I hope every one else who has fibro a wonderful and pain free day!

Sunday, August 18, 2013

Moving day

I have been going non stop for over thirteen hours.  My g/f moved out today.  A friend came over last Saturday to help me switch stuff around.  Because of that, my neck has been pounding, my lower back has been pounding and I've had zero energy all week.
Last night, he came over again to help move her stuff into the moving truck. We carried boxes and furniture downstairs. Things I had no business lifting. But I am the strongest so I had to do it.
Fast forward to today. I drove the truck and it was hell on my back. Three hours is much too long for me to sit. It was a crappy day, foggy, raining.
Thankfully I didn't have to unload the truck. But I did clean a room out and we'll skip the fact I found two dead mice. Poor babies.
Tomorrow I install an electrical line in that room, drive three hours home, another hour taking care of my animals and the fosters, hooking up the antenna to a tv in a different room and finally laying down on the couch to watch Big Brother.
Let's hope I have a shred of energy to do all this.



Monday, July 1, 2013

Damn Fibro helluva day

I love having animals and don't know where I'd be today without them.  At the moment, I also have some foster kittens that frankly, I've had far too long.  Illness after illness hit them.  But they are getting better.

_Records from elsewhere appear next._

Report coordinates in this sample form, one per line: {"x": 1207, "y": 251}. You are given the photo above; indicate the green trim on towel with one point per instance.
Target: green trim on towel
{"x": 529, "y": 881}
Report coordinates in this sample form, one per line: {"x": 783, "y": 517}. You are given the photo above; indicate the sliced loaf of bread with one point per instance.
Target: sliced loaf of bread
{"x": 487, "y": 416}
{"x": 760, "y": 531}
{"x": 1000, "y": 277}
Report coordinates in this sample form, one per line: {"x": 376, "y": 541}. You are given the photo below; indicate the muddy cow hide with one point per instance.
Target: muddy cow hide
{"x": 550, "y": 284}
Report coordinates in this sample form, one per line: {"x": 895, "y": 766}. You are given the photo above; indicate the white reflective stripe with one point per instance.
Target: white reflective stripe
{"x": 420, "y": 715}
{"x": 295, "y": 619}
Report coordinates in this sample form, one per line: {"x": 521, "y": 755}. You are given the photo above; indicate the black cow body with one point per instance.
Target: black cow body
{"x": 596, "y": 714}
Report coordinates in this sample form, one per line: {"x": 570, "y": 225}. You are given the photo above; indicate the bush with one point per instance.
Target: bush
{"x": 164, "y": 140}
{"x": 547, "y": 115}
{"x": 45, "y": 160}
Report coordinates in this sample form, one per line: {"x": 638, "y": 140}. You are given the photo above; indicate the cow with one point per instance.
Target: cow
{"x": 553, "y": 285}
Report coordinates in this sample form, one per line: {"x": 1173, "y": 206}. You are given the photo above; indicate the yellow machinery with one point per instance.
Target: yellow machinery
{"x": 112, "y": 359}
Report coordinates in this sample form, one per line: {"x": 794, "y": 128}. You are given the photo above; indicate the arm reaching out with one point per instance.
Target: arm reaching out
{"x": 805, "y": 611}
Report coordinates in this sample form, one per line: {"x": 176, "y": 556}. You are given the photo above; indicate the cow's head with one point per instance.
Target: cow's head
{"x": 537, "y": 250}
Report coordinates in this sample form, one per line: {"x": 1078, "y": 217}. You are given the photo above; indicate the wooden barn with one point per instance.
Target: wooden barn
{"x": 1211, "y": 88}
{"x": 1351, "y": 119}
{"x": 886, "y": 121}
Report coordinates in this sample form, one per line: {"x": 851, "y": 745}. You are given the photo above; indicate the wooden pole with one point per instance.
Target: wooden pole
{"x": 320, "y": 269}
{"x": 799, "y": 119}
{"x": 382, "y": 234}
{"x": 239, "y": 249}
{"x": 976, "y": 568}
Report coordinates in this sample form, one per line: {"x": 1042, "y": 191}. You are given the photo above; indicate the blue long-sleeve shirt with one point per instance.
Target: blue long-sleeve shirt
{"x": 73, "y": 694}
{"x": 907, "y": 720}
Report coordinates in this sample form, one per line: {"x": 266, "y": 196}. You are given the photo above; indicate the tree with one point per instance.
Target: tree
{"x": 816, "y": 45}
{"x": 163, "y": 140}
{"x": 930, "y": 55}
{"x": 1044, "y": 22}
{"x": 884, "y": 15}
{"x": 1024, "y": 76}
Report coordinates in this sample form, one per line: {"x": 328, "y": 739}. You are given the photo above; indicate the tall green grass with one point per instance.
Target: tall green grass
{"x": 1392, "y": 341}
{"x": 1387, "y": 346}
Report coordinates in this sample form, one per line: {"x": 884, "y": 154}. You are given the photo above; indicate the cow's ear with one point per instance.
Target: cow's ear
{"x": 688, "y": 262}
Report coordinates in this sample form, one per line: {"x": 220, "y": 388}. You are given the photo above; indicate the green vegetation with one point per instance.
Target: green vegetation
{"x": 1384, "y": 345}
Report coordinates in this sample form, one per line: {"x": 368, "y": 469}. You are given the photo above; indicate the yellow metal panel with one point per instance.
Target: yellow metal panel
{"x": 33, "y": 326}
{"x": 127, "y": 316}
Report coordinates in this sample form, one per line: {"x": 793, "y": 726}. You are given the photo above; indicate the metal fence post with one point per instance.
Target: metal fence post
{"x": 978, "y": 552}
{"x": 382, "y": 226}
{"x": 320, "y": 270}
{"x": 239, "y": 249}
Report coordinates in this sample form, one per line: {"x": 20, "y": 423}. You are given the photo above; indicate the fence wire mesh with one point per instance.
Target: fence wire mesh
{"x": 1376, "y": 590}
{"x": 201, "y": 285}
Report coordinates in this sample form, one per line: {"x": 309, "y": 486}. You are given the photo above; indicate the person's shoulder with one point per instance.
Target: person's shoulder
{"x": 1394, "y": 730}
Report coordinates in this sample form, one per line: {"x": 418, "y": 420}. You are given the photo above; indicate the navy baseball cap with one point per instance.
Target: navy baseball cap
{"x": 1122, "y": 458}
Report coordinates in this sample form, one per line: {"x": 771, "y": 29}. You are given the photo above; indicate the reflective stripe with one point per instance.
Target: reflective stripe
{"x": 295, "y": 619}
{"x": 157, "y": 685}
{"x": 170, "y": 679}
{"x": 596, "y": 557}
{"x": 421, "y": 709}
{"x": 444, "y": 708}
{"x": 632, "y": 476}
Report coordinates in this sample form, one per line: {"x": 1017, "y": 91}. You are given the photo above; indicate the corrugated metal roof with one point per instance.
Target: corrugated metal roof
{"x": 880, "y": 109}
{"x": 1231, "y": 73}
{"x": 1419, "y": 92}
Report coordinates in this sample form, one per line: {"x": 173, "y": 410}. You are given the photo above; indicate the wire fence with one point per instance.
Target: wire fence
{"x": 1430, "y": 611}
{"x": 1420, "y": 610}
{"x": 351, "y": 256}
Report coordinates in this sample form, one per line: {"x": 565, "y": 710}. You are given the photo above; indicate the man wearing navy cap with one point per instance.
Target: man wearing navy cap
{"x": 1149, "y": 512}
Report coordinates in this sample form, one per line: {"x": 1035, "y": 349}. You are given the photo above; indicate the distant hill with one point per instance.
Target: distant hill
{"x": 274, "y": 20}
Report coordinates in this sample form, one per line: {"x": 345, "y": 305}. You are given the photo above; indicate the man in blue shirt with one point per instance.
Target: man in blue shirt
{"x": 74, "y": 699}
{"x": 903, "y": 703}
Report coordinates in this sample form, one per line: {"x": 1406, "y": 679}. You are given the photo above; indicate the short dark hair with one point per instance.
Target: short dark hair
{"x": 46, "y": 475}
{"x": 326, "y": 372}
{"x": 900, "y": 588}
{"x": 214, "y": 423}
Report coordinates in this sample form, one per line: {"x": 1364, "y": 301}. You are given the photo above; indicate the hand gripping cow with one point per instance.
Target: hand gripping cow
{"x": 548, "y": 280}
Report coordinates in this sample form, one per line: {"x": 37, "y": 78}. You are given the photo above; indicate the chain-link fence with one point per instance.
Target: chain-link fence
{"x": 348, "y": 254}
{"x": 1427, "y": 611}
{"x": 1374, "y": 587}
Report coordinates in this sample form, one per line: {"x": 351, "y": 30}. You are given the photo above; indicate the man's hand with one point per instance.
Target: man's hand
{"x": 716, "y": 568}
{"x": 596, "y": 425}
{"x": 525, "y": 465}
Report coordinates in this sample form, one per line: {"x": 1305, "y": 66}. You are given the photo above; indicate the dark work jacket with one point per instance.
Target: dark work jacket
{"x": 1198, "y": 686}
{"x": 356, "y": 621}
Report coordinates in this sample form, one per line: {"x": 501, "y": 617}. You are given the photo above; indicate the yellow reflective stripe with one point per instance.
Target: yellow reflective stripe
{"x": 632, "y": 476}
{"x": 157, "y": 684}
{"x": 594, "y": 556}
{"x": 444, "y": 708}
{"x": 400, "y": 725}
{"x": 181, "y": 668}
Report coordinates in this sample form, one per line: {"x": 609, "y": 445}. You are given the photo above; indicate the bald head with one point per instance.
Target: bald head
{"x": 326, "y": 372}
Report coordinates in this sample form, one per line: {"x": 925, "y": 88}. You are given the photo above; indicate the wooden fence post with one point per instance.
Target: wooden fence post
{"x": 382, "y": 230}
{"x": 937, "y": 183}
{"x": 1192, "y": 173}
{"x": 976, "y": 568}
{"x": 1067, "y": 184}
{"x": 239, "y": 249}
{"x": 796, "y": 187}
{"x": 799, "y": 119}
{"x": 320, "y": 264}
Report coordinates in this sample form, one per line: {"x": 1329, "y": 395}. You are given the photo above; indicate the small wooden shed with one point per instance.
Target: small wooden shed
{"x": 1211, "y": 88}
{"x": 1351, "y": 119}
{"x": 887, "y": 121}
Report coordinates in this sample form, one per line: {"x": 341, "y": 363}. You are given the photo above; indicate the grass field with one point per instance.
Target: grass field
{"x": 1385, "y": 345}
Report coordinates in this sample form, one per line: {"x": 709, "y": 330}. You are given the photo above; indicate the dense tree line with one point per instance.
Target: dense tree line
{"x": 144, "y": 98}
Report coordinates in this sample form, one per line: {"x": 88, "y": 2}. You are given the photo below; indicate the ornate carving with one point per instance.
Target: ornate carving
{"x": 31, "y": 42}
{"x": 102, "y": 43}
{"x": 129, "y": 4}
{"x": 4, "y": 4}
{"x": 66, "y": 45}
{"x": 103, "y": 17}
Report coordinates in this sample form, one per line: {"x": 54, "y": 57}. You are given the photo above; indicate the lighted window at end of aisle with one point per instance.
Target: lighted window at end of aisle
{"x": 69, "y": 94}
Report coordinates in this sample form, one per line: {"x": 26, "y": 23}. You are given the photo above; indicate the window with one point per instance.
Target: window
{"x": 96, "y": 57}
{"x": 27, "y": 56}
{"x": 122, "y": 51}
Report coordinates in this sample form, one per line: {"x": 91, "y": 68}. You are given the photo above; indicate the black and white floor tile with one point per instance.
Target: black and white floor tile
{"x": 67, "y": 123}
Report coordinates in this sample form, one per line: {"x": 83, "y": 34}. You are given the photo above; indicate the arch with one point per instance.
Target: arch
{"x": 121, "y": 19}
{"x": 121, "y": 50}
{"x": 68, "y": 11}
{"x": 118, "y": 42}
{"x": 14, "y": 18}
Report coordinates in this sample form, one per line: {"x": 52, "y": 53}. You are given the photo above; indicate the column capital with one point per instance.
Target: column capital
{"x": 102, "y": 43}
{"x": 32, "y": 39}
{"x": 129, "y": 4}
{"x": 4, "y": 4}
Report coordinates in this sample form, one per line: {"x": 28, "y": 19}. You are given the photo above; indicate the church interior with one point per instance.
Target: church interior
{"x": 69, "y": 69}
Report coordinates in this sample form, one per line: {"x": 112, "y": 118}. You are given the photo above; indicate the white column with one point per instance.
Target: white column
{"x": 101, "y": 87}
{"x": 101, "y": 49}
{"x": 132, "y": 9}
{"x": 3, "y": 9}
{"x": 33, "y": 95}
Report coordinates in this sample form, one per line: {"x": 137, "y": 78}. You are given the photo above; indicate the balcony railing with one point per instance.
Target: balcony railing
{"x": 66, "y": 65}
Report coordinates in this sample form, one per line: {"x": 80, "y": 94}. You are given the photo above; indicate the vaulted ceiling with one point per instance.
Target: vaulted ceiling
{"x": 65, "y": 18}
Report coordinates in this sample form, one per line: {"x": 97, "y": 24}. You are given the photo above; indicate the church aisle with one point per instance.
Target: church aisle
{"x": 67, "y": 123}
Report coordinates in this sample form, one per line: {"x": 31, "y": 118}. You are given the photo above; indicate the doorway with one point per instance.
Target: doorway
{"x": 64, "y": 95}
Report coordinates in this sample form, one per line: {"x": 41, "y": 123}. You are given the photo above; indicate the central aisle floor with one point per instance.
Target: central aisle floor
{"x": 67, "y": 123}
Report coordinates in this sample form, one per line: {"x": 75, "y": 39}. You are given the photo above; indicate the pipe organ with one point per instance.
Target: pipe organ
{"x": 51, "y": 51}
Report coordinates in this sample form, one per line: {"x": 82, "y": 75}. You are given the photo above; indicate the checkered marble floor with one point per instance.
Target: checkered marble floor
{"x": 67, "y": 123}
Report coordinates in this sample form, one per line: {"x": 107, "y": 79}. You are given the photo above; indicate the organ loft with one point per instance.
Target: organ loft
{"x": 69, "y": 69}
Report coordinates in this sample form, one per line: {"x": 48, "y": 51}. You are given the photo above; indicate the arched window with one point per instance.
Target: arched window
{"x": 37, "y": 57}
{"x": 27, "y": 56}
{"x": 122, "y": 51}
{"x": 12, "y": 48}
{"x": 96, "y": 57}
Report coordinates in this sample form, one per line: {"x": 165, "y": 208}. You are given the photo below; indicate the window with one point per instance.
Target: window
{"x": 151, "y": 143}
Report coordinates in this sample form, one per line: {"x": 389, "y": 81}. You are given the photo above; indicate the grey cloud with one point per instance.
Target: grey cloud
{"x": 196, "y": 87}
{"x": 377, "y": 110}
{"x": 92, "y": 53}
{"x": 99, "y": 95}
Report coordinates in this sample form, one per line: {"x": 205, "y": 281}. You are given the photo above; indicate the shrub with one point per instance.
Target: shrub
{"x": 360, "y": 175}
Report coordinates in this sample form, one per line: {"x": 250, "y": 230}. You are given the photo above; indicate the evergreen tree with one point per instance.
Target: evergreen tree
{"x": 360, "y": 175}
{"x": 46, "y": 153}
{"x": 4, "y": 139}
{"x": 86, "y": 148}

It's taken a real toll on my health.  All the bending and having to get down to the floor and back up again.  I am reminded that it's why I stopped fostering over a year ago.
Today is bath day.  I can't seem to get more than one kitten bathed without having to stop and take a break before the next one.
My neck is killing me.  And since the spine specialist said the bulging disc in my neck isn't bad enough for surgery, I know it's the damn fibro!  My knees are hurting.  I won't know until I get my x-rays if they are bad or just bad because of the fibro.

So I beg and plead, to anyone and everyone, stop dumping your kittens at my house and when my fosters leave, please don't ask me to foster again.
I know it sounds harsh and unkind to ask.  But on days like this, when the pain is so bad not even my pain meds are working, I can't take it.  It's not fair for the fosters and it's certainly not fair to my own babies who I don't spend enough time with when I have fosters.

I will kick Fibro's ass one day.  One day I will be better.  And when I am, I'm coming after you fibro!

Saturday, June 29, 2013

Social Security Disability review

I got my first SSDI review in the mail.  Only a few questions.  'Course, my answers depend on whether or not they do a full scale review. I gave them permission to request my medical file.  We'll see what happens next.  All I know is this damn fibro makes it all hurt so much more and I'm sick of it!

Garden duty

I had every intention of weeding my garden today.  But once I got out there, my body told me "no way lady" and I headed back in.
I know I still have it good compared to others.  But I absolutely hate when the fibro dictates what I can and can not do!